A python implementation of PSNR that takes the Human visual system into account. This code is based on Nikolay Ponomarenko matlab implementation of the PSNR-HVS & PSNR-m algorithm.
PSNR-HVS-M is Peak Signal to Noise Ratio taking into account Contrast Sensitivity Function (CSF) and between-coefficient contrast masking of DCT basis functions.
Eduardo Prado (t2ac32)
Nikolay Ponomarenko http://www.ponomarenko.info/psnrhvsm.htm
Clone the repository or dowload the zip. Add the 'psnrhvsm' folder to your project
In you .py file imports add this line.
'from psnrhvsm import psnrhvsm'
Or use the jupyter notebook included in the main folder the test images used in the paper are also included.
Input :
- img1: the first image being compared
- img2: the second image being compared
- wstep: step of 8x8 window to calculate DCT coefficients. Default value is 8.
- p_hvs_m: the PSNR-HVS-M value between 2 images.
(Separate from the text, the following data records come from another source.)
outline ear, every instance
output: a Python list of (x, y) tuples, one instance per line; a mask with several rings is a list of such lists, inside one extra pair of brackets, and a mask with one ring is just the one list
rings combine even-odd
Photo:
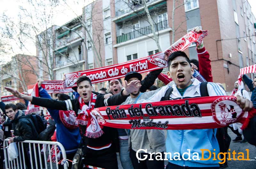
[(168, 78), (172, 78), (172, 77), (171, 76), (171, 72), (169, 71), (167, 72), (167, 76), (168, 77)]

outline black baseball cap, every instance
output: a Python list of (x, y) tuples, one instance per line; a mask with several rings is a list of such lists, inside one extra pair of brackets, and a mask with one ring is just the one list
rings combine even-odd
[(129, 79), (132, 77), (137, 77), (140, 81), (141, 81), (142, 79), (142, 76), (140, 73), (137, 72), (132, 71), (126, 73), (124, 77), (124, 80), (128, 81)]

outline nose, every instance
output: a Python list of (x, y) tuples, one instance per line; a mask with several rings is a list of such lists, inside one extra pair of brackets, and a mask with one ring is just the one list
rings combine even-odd
[(177, 71), (180, 71), (183, 70), (183, 69), (182, 69), (182, 66), (181, 66), (181, 65), (180, 65), (180, 64), (178, 64), (177, 69)]

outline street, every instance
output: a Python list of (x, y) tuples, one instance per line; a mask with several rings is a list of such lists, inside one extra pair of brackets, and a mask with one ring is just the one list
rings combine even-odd
[[(256, 147), (253, 145), (250, 144), (249, 143), (241, 143), (240, 142), (234, 143), (232, 140), (234, 139), (236, 136), (236, 135), (234, 134), (229, 129), (228, 129), (228, 135), (231, 137), (231, 143), (229, 146), (230, 152), (231, 152), (234, 151), (236, 151), (236, 157), (237, 158), (237, 153), (239, 152), (243, 152), (244, 154), (244, 158), (246, 158), (246, 149), (249, 149), (249, 158), (251, 159), (250, 161), (228, 161), (228, 166), (225, 168), (226, 169), (238, 169), (244, 168), (246, 169), (256, 169), (256, 160), (254, 158), (256, 157)], [(231, 154), (231, 158), (232, 155)], [(117, 159), (118, 160), (118, 168), (119, 169), (123, 169), (121, 165), (119, 156), (117, 155)], [(167, 161), (165, 161), (165, 164), (168, 163)]]

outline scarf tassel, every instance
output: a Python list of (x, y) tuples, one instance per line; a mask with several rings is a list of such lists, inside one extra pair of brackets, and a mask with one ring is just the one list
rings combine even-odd
[(88, 124), (88, 121), (85, 121), (81, 119), (77, 120), (77, 122), (79, 124), (86, 126)]
[(85, 136), (88, 137), (95, 138), (99, 137), (103, 134), (104, 134), (104, 132), (102, 130), (100, 130), (98, 132), (93, 133), (87, 131)]

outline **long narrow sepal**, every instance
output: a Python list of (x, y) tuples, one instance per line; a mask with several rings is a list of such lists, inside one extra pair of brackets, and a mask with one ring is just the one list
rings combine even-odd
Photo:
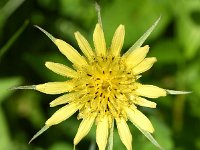
[(180, 94), (190, 94), (192, 93), (191, 91), (175, 91), (175, 90), (166, 90), (167, 94), (171, 95), (180, 95)]
[(95, 2), (95, 9), (96, 9), (97, 16), (98, 16), (98, 23), (103, 28), (102, 19), (101, 19), (101, 7), (99, 6), (99, 4), (97, 2)]
[(45, 132), (47, 129), (49, 129), (49, 126), (44, 126), (42, 127), (42, 129), (40, 129), (40, 131), (38, 131), (33, 137), (32, 139), (28, 142), (28, 144), (30, 144), (33, 140), (35, 140), (38, 136), (40, 136), (43, 132)]
[(34, 27), (38, 28), (40, 31), (42, 31), (46, 36), (48, 36), (50, 38), (50, 40), (52, 40), (53, 42), (56, 40), (55, 37), (53, 37), (53, 35), (51, 35), (50, 33), (48, 33), (47, 31), (45, 31), (44, 29), (42, 29), (41, 27), (34, 25)]
[(155, 27), (157, 26), (158, 22), (160, 21), (159, 17), (156, 22), (133, 44), (133, 46), (131, 46), (131, 48), (129, 48), (129, 50), (124, 54), (124, 56), (130, 54), (133, 50), (139, 48), (140, 46), (142, 46), (142, 44), (144, 43), (144, 41), (148, 38), (148, 36), (151, 34), (151, 32), (155, 29)]
[(143, 134), (144, 136), (146, 136), (147, 139), (149, 139), (149, 141), (155, 145), (156, 147), (158, 147), (160, 150), (164, 150), (164, 148), (162, 148), (160, 146), (160, 144), (158, 144), (158, 142), (154, 139), (154, 137), (148, 132), (148, 131), (145, 131), (143, 129), (141, 129), (138, 125), (134, 124)]
[(26, 85), (26, 86), (17, 86), (17, 87), (12, 87), (10, 90), (36, 90), (36, 85)]

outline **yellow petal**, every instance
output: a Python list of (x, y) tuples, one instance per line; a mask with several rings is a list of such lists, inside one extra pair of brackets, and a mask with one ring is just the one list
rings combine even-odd
[(158, 98), (160, 96), (166, 96), (166, 90), (159, 88), (154, 85), (138, 85), (136, 89), (136, 94), (148, 98)]
[(149, 51), (149, 46), (140, 47), (132, 51), (128, 56), (125, 57), (125, 62), (128, 68), (133, 68), (138, 65), (146, 57)]
[(76, 65), (87, 65), (84, 57), (82, 57), (71, 45), (63, 40), (56, 39), (54, 41), (60, 52), (65, 55), (73, 64)]
[(68, 119), (71, 117), (82, 105), (79, 104), (68, 104), (59, 110), (57, 110), (47, 121), (46, 125), (47, 126), (52, 126), (59, 124), (60, 122)]
[(110, 53), (113, 56), (120, 55), (120, 51), (122, 49), (122, 46), (124, 44), (124, 36), (125, 36), (125, 29), (123, 25), (120, 25), (117, 30), (115, 31), (115, 34), (112, 39), (112, 44), (110, 47)]
[(106, 55), (106, 41), (104, 38), (104, 33), (99, 24), (96, 25), (93, 34), (93, 41), (97, 55)]
[(61, 94), (73, 89), (71, 82), (48, 82), (36, 85), (36, 90), (46, 94)]
[(77, 145), (82, 140), (82, 138), (88, 134), (92, 128), (95, 117), (96, 115), (92, 115), (83, 119), (74, 138), (74, 145)]
[(60, 63), (54, 63), (54, 62), (46, 62), (45, 66), (50, 69), (51, 71), (62, 75), (62, 76), (66, 76), (66, 77), (77, 77), (78, 74), (75, 70), (73, 70), (72, 68), (65, 66), (63, 64)]
[(92, 51), (92, 48), (90, 47), (90, 44), (88, 43), (88, 41), (79, 32), (75, 32), (75, 37), (83, 54), (88, 59), (91, 59), (92, 56), (94, 56), (94, 52)]
[(145, 58), (140, 64), (133, 68), (133, 73), (137, 75), (149, 70), (156, 61), (157, 59), (155, 57)]
[(136, 124), (141, 129), (148, 131), (150, 133), (154, 132), (154, 128), (149, 119), (139, 110), (132, 107), (132, 108), (125, 108), (125, 111), (127, 113), (127, 117), (133, 124)]
[(64, 94), (64, 95), (56, 98), (55, 100), (53, 100), (50, 103), (50, 107), (54, 107), (54, 106), (57, 106), (57, 105), (72, 102), (83, 94), (86, 94), (86, 92), (85, 91), (81, 91), (81, 92), (78, 91), (78, 92), (71, 92), (71, 93)]
[(97, 124), (96, 129), (96, 141), (99, 147), (99, 150), (105, 150), (107, 140), (108, 140), (108, 117), (105, 116)]
[(156, 103), (152, 101), (148, 101), (145, 98), (137, 97), (134, 100), (134, 103), (140, 106), (149, 107), (149, 108), (156, 108)]
[(62, 96), (56, 98), (55, 100), (53, 100), (50, 103), (50, 107), (65, 104), (65, 103), (68, 103), (69, 101), (72, 101), (74, 99), (75, 99), (74, 93), (68, 93), (68, 94), (62, 95)]
[(116, 118), (117, 129), (122, 143), (127, 150), (132, 150), (132, 135), (124, 119)]

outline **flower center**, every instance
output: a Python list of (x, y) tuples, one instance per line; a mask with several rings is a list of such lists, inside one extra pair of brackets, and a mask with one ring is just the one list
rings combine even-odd
[(86, 91), (78, 100), (84, 103), (80, 118), (88, 113), (126, 118), (123, 107), (133, 104), (129, 97), (134, 93), (136, 77), (120, 57), (95, 57), (80, 73), (77, 83), (83, 84), (78, 87)]
[(108, 89), (109, 87), (110, 87), (110, 83), (107, 82), (107, 81), (103, 81), (103, 83), (102, 83), (102, 89), (103, 89), (103, 90), (106, 90), (106, 89)]

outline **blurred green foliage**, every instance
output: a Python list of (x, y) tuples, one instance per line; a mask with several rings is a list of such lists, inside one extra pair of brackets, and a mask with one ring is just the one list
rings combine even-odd
[[(154, 137), (166, 150), (200, 149), (200, 1), (199, 0), (102, 0), (103, 27), (109, 45), (119, 24), (126, 27), (125, 52), (161, 15), (145, 44), (158, 62), (144, 73), (142, 83), (166, 89), (192, 91), (190, 95), (155, 100), (157, 109), (140, 108), (155, 127)], [(27, 23), (29, 22), (29, 24)], [(47, 70), (45, 61), (71, 65), (34, 24), (78, 49), (73, 33), (80, 31), (92, 44), (97, 22), (89, 0), (0, 1), (0, 150), (68, 150), (79, 120), (76, 115), (48, 129), (30, 145), (30, 138), (57, 108), (54, 96), (35, 91), (11, 91), (18, 85), (65, 80)], [(133, 148), (156, 149), (133, 125)], [(78, 145), (92, 149), (95, 127)], [(125, 149), (117, 131), (114, 150)]]

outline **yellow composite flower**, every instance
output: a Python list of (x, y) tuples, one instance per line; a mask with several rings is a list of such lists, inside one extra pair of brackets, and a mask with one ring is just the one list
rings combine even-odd
[(110, 128), (115, 122), (122, 143), (131, 150), (132, 135), (127, 121), (132, 122), (147, 138), (158, 145), (150, 134), (154, 132), (153, 125), (137, 109), (138, 105), (155, 108), (156, 103), (147, 98), (158, 98), (168, 93), (168, 90), (163, 88), (138, 82), (140, 74), (149, 70), (156, 62), (155, 57), (146, 58), (149, 46), (141, 46), (158, 22), (159, 19), (124, 55), (120, 54), (125, 36), (124, 25), (119, 25), (116, 29), (110, 47), (106, 45), (102, 26), (98, 23), (93, 33), (94, 48), (80, 32), (75, 32), (75, 38), (84, 55), (70, 44), (54, 38), (38, 27), (73, 63), (73, 67), (46, 62), (48, 69), (70, 79), (64, 82), (18, 87), (35, 89), (46, 94), (63, 94), (53, 100), (50, 107), (64, 106), (46, 121), (45, 126), (31, 141), (49, 127), (61, 123), (79, 111), (78, 119), (82, 121), (74, 138), (74, 145), (88, 134), (95, 123), (96, 142), (99, 149), (104, 150), (108, 143)]

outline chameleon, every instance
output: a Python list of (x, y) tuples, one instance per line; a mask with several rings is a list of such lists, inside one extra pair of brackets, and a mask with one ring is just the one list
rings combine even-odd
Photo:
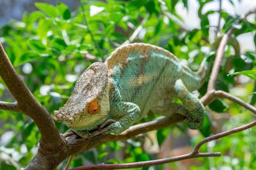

- If one of the images being compared is regarded as perfect quality, then PSNR-HVS-M can be considered as the quality measure of the other image.
- If compared images are visually undistingwished,then PSNR-HVS-M = 100000.
- p_hvs: the PSNR-HVS value between 2 images.
Given 2 test images img1 and img2, whose dynamic range is 0-255
[p_hvs_m, p_hvs] = psnrhvsm(img1, img2);
p_hvs_m # Gives the PSNR-HVS-M value
p_hvs # Gives the PSNR-HVS value
[1] K. Egiazarian, J. Astola, N. Ponomarenko, V. Lukin, F. Battisti, M. Carli, New full-reference quality metrics based on HVS, CD-ROM Proceedings of the Second International Workshop on Video Processing and Quality Metrics, Scottsdale, USA, 2006, 4 p.
[2] Nikolay Ponomarenko, Flavia Silvestri, Karen Egiazarian, Marco Carli, Jaakko Astola, Vladimir Lukin, On between-coefficient contrast masking of DCT basis functions, CD-ROM Proceedings of the Third International Workshop on Video Processing and Quality Metrics for Consumer Electronics VPQM-07, Scottsdale, Arizona, USA, 25-26 January, 2007, 4 p.